There are photographs and videos of Mike Whitby meeting national and international leaders, and a reference to his Great Leader Ship, which unkind critics have taken to be some kind of super-vehicle designed to whisk the great man into and out of Birmingham from his home in Warley Woods.

A section on speeches is a bit of a let down, consisting chiefly of Whitby’s plodding formal council budget speeches. The Gettysburg Address, they are not.

Clearly, some tinkering around the edges is required by the web team. Whitby’s new slogan, of which he is very proud, Birmingham is Britain’s Best Bet, is lost in translation and appears as Birmingham is Britain’s Best Bit – although, I suppose either could work.

I’ve trawled through the site a few times now, and can report that there appears to be just one mention of the fact that Coun Whitby’s Conservative group has governed Birmingham in coalition with the Liberal Democrats since 2004. Tellingly, there are at least 20 name checks for Coun Whitby, but there is not even one acknowledgment that some of the improvements he takes credit for – housing and adult social services – owe as much to the drive of individual cabinet members and officers as to the foresight of the council leader.

This is by far the most presidential approach to Birmingham politics that I have witnessed in 12 years, and very much sets the tone for a Mike for Mayor campaign. If Coun Whitby gets the Conservative nomination, which seems to be a given due largely to the complete lack of anyone else wanting the job, we are unlikely to hear much about Tory values in a city where a traditional Conservative candidate is always going to struggle to obtain an overall majority of votes cast.

Is it possible that Coun Whitby could win a mayoral election in Birmingham? On the face of it, the odds and national opinion polls seem heavily stacked against him. At the 2010 General Election, Labour candidates polled almost 170,000 votes against 116,000 for Conservative and 97,000 for Liberal Democrat candidates.

However, the voting method chosen by the Government for the mayoral elections is the Supplementary Vote system. There are two columns on the ballot paper, one for voters to mark their first choice and one in which to mark a second choice, although there is no compulsion to make a second choice. All of the first choices are counted and, if a candidate has polled more than 50 per cent of votes cast, they are declared the winner.

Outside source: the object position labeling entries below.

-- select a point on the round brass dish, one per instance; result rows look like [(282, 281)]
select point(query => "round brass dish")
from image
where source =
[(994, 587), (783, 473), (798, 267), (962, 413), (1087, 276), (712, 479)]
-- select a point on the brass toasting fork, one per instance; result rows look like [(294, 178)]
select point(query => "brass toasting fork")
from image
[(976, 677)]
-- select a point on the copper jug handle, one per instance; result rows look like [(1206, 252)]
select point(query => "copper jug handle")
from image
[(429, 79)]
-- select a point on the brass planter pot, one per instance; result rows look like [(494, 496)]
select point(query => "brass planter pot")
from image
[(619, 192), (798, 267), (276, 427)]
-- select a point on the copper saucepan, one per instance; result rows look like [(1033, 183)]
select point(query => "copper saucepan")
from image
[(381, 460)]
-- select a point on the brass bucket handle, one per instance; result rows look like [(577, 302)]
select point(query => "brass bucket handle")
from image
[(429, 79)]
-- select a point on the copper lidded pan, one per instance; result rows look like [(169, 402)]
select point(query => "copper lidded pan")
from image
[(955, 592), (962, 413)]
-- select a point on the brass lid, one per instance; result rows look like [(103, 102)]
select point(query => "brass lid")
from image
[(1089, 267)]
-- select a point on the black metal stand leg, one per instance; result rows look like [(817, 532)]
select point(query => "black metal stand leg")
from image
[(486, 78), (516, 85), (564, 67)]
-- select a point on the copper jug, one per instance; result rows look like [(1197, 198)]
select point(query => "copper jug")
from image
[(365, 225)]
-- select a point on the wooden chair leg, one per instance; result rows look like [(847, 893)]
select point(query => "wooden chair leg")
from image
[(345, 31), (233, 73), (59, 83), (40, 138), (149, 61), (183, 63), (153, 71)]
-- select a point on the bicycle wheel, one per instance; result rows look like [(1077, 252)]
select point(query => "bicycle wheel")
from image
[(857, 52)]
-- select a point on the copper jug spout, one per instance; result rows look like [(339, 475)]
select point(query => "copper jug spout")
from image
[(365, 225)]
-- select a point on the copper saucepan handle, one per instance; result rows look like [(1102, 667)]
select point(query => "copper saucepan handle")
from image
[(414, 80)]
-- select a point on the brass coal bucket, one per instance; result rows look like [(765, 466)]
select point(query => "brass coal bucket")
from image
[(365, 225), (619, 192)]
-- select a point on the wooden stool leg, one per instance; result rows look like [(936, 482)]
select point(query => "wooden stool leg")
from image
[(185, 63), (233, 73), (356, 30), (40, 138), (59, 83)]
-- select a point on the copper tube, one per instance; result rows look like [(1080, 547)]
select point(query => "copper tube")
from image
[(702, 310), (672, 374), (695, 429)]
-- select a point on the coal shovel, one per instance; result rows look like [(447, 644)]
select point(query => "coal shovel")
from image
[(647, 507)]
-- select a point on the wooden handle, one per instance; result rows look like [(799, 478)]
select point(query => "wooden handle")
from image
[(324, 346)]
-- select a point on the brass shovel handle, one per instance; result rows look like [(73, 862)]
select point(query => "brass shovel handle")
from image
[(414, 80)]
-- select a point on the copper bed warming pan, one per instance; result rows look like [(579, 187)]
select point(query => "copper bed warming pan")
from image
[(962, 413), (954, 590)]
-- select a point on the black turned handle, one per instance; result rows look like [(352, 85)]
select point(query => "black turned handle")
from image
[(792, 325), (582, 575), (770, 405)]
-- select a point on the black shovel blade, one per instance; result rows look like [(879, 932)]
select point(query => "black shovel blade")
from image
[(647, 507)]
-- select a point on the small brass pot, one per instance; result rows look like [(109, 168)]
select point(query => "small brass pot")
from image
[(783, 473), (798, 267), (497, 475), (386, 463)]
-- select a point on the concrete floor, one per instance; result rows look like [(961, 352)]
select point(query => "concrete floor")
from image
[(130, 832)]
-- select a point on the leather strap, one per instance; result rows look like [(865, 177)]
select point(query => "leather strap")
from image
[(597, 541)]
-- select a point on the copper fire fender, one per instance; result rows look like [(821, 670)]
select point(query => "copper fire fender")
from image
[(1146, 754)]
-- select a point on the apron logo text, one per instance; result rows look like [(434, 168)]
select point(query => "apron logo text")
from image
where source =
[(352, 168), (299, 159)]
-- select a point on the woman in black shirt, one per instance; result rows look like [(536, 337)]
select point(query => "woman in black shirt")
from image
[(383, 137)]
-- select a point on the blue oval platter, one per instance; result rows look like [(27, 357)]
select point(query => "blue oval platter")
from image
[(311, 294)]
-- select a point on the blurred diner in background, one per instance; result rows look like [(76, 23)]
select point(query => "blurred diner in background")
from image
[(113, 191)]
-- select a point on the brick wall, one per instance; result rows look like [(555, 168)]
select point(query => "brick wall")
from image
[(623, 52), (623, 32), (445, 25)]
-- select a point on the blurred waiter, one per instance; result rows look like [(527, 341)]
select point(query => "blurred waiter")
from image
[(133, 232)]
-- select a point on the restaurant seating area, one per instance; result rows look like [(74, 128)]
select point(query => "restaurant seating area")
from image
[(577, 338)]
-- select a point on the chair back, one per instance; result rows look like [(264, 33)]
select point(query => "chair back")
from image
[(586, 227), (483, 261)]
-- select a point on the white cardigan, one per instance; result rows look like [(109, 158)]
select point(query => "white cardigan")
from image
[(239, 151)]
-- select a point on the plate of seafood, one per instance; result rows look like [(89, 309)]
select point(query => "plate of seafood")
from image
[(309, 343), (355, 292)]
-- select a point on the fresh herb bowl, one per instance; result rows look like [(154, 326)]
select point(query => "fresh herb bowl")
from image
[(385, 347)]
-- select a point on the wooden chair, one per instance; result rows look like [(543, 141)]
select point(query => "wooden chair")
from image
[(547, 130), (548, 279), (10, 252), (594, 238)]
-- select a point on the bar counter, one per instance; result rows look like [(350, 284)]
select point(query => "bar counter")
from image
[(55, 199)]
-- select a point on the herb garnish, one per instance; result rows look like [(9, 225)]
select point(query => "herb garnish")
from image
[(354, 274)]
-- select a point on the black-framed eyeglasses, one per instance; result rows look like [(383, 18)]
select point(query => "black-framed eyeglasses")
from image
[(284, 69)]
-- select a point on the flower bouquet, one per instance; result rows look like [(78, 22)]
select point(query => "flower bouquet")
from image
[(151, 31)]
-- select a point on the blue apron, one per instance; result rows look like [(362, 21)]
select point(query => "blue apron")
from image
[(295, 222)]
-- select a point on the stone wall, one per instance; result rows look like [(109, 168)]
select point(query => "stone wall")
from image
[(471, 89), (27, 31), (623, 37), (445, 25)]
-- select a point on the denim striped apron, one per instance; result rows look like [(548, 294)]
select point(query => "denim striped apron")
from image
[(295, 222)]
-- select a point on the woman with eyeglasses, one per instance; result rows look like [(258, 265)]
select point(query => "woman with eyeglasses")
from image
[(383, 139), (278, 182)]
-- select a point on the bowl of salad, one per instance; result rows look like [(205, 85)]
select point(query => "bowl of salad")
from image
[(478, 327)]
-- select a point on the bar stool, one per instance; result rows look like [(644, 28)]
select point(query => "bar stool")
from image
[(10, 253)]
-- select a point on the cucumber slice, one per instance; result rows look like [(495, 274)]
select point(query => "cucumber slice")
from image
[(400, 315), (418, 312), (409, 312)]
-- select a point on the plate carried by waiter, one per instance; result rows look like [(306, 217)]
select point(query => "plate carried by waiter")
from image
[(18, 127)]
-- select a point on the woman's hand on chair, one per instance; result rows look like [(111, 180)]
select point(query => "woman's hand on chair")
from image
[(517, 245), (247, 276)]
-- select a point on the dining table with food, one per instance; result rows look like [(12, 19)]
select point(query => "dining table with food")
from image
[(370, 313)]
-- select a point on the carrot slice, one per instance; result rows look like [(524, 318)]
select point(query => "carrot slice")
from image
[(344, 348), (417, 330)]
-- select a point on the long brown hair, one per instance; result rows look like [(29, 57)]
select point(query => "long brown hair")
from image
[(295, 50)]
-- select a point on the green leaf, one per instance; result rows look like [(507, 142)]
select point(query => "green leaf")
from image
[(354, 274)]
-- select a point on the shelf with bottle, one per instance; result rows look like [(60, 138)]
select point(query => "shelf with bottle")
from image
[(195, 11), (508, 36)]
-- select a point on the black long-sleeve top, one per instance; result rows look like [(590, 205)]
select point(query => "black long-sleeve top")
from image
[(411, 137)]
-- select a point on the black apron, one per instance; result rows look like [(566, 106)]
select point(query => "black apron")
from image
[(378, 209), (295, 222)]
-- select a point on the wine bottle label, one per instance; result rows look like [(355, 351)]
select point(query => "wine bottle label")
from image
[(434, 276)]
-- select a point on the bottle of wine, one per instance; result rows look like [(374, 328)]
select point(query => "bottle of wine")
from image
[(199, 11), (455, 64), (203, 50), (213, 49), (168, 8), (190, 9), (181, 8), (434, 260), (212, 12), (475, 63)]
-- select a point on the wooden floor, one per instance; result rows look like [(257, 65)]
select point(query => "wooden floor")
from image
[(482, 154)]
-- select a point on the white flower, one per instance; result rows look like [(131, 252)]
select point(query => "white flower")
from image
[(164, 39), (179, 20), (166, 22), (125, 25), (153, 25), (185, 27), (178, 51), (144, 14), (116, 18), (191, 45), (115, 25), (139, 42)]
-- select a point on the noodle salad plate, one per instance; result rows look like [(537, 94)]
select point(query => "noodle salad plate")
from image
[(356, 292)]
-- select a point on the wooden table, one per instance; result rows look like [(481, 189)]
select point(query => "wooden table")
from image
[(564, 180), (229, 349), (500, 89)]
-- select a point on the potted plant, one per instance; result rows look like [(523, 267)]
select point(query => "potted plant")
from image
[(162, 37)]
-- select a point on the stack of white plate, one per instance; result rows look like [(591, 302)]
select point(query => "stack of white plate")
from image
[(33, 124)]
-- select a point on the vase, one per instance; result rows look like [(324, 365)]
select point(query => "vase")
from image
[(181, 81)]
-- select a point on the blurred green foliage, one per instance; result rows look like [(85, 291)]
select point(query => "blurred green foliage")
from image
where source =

If no candidate gets a majority, the top two candidates continue to a second round and all other candidates are eliminated. The second choice votes of all eliminated candidates are then counted, and any second votes cast for the remaining two candidates are added to their first round totals Whichever candidate has the most votes after the second preferences have been allocated is declared the winner.

Coun Whitby must hope for three things to occur. First, that the Labour candidate does not win more than 50 per cent of votes on the first ballot. Second, that he can pick up a large number of second preference votes. Third, that Labour’s vote is badly dented by unforeseen circumstances, possibly the intervention of a Respect Party candidate.

Such a combination of events is unlikely, but not impossible. Whatever you think about Mike Whitby, he has the self-belief – some might say huge ego – commonly found in successful mayoral candidates. If only he can persuade enough people that he isn’t really a Tory, of course.